Only $1-\lambda$ was taken common of the two terms, and the rest was kept as it is. I dont see why you would have a $+9\lambda$ with it.

Let $(1-\lambda) = t$ and keep the rest as it is. And take the t out common, what would you get??

i'm falling asleep, so I will have to deal with this 10 hours later.

i'm falling asleep, so I will have to deal with this 10 hours later.
Good idea!! :tongue:

HallsofIvy
Homework Helper

## The Attempt at a Solution

Do you see where it says 3.3(1-lambda)?

Then the next row has -9 in it? It should be -9 + 9lambda, right?
No. They have factored $1- \lambda$ from each term first, leaving $(2- \lambda)(2-\lambda)- 3(3)$.

I'm using the Sars method (I think that's what it's called), where you copy the first two columns then take the product of three different diagonals, then subtract them from 3 other diagonals, sorry for the vague language.
Not a very good method as it is applicable only to 3 by 3 determinants and not to larger determinants. Better to learn "expansion by rows" or "expansion by columns".
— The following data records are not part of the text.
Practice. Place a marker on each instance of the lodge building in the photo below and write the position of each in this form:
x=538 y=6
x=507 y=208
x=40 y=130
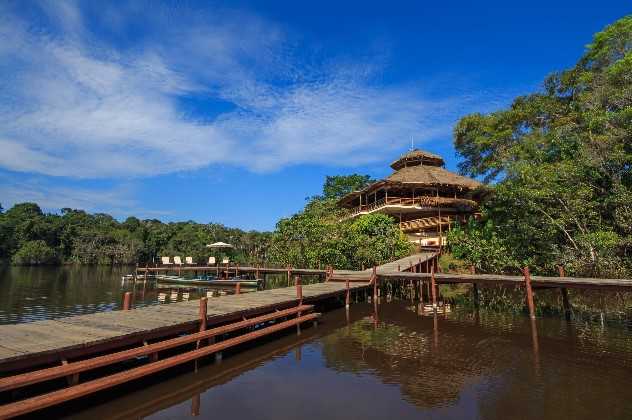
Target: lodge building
x=421 y=195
Here, it is particularly easy to expand on the last row. Then the determinant is $$0\left|\begin{array}{cc}3 & 0 \\ 2-\lambda & 0 \end{array}\right|- 0\left|\begin{array}{cc}2-\lambda & 0 \\ 3 & 0 \end{array}\right|+ (1- \lambda)\left|\begin{array}{cc}2-\lambda & 2 \\ 3 & 2- \lambda\end{array}\right|$$
which, since the first two terms are multiplied by 0, immediately gives $((2-\lambda)^2- 9)(1- \lambda)$.

ok, I understand now.